Cells were cultured in 10cm plate with total medium volume of 10 ml. Nearly 1–5×10⁶ cells were seeded for each plate. Different concentrations of reagents were added to disturb the intracellular concentrations of hypotaurine and taurine as necessary (Supplementary Figure S1). The cells were washed with cold phosphate buffered saline (PBS) in triplicate and 1ml cold water and methanol (v/v 79:21) were evenly spread onto each plate. The adherent cells were collected using a cell scraper and each sample was transferred into a 15ml centrifugation tube containing 2ml ice-cold chloroform. The mixture was sonicated briefly and then centrifuged in 4°C for 15 min at 12000g. Every 700μl supernatant was pipetted out and lyophilyzed at −50°C in a Labconco freeze dry system (Kansas City, MO).
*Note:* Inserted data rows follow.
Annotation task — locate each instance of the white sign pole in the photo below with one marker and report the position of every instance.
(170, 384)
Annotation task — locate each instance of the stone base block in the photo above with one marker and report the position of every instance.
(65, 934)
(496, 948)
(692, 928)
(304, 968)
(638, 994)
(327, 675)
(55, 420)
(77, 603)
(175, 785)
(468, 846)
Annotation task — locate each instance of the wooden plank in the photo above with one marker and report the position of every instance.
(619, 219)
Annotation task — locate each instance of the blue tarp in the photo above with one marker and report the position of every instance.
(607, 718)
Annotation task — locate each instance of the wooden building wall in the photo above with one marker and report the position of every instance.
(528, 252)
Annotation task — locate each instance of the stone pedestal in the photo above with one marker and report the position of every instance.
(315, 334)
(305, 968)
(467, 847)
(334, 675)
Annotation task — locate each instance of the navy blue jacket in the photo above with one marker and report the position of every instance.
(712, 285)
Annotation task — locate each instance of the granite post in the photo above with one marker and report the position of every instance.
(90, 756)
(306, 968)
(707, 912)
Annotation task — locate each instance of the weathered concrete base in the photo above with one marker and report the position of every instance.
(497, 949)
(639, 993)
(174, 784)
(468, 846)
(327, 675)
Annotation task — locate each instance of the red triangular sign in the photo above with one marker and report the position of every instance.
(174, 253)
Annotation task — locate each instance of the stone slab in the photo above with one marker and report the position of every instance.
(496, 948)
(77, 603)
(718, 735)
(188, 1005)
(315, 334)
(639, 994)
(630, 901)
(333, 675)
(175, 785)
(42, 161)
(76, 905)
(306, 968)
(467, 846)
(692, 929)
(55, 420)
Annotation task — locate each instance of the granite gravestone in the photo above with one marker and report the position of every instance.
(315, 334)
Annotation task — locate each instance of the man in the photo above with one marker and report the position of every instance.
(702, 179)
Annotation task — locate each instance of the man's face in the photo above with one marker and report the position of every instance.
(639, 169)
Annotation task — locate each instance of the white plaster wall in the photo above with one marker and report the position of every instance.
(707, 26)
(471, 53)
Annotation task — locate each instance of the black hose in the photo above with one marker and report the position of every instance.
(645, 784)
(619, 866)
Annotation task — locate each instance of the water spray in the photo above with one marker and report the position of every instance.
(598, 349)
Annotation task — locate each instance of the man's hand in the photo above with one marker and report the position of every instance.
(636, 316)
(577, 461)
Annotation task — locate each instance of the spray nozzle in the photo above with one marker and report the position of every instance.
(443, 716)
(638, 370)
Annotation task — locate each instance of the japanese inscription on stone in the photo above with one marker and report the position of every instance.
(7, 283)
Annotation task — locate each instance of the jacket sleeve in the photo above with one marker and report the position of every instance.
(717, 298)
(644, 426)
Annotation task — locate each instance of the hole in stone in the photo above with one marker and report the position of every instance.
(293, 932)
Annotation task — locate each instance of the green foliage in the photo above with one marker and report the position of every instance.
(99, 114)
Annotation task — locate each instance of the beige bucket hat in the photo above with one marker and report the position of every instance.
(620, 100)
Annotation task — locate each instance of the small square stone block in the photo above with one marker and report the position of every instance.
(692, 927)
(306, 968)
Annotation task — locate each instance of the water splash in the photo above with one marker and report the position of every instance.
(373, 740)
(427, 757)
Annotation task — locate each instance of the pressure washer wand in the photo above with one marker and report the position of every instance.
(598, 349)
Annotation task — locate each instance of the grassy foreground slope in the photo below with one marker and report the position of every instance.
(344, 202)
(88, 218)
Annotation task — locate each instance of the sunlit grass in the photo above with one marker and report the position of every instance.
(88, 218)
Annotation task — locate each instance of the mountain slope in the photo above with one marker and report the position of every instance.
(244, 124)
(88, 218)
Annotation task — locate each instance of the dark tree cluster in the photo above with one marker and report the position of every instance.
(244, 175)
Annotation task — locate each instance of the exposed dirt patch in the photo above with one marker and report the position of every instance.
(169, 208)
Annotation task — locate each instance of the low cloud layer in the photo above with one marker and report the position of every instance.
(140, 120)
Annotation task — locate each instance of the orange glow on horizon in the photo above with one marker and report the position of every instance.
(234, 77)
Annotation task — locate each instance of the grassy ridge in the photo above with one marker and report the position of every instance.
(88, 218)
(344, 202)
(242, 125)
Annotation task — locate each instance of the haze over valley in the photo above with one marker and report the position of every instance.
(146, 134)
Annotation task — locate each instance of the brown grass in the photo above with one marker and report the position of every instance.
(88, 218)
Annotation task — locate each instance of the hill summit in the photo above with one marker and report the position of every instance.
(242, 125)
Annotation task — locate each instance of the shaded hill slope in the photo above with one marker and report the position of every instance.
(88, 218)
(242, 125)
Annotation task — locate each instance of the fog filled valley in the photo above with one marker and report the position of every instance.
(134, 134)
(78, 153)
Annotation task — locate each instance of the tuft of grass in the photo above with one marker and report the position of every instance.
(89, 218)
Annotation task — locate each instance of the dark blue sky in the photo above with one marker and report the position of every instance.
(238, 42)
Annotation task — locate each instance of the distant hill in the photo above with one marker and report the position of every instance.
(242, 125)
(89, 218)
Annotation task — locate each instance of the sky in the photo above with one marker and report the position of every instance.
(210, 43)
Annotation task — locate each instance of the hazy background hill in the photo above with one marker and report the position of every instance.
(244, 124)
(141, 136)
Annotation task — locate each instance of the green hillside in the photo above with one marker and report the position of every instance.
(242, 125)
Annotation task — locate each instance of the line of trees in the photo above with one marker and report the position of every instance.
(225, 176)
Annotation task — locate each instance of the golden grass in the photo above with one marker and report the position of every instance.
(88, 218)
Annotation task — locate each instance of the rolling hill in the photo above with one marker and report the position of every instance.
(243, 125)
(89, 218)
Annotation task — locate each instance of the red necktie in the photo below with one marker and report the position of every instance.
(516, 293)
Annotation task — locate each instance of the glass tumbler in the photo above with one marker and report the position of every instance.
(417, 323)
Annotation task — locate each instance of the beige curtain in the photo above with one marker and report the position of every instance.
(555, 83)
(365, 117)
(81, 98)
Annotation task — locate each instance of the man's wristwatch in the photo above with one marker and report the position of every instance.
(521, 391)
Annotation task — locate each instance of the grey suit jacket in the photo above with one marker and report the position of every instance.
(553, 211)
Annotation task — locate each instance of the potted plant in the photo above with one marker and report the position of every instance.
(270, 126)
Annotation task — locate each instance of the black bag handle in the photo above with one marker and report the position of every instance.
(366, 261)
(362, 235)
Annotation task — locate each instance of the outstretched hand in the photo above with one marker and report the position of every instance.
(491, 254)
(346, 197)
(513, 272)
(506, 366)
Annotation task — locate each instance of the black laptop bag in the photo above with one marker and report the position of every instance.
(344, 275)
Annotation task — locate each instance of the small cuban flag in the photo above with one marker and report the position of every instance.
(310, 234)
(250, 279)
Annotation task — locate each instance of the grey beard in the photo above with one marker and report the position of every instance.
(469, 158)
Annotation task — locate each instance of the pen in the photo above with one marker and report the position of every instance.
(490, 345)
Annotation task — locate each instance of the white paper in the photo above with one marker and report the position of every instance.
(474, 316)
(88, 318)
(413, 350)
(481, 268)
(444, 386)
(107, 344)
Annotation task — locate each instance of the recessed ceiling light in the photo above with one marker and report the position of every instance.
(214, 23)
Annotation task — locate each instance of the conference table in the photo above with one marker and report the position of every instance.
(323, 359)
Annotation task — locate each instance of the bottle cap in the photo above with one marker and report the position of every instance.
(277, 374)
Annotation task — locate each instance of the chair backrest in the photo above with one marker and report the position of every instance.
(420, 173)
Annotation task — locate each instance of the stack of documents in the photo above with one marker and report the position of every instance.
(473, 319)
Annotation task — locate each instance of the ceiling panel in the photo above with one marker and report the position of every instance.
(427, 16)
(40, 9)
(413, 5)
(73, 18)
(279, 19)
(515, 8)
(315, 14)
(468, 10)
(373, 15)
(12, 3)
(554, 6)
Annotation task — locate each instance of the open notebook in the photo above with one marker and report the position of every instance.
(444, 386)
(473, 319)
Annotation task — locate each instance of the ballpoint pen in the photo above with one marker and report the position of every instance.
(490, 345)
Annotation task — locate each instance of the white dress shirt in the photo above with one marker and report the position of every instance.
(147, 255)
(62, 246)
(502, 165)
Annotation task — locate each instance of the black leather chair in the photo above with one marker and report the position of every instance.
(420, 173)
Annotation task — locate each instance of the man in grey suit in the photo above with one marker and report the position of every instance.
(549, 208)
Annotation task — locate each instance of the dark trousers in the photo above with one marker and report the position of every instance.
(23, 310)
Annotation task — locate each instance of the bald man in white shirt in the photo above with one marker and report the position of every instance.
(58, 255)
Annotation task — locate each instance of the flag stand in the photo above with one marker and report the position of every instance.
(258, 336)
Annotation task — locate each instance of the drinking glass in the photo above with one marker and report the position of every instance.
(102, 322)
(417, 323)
The protein layer for each sample was collected to dry until constant weight for intracellular taurine and hypotaurine was achieved. The concentrations were then normalized. For hypotaurine and taurine quantitation, an AccQTag Ultra Derivatization Kit from Waters (Milford, MA) was used. Every lyophilized sample was dissolved in 20μl methanol and water (21:79). 10μl of the mixture was used for derivatization according to the instructions provided by the manufacturer. Liquid chromatography separation was performed on a Waters ACQUITY Ultra performance LC system using a BEH C18 column (2.1mm×100mm, 1.7μm). Mobile phase A was 20mM ammonium formate dissolved in 0.5% formic acid and 1% acetonitrile water solution. Phase B was 1.6% formic acid dissolved in pure acetonitrile. The elution gradient of phase B was: 0-1.08min, 0.1% B; 1.08-11.48 min,0.1% −9.1% B; 11.48-16.3, 9.1%-21.2%B; 16.9-18.1 min, 59.6% B; 18.28-20min, 0.1%B. the flow rate was 0.35mL/min. The injection volume was 1μL. The column temperature was 55°C with sampler temperature of 15°C. Mass spectrometry analysis was accomplished on a Waters ACQUITY SQ Detector system scanned in positive SIR mode. The capillary voltage was 3 kV. Cone voltage was 30eV. The desolvation and cone temperature was 300°C and 120°C separately. The desolvation gas flow was 650L/h and cone gas flow was 50L/h.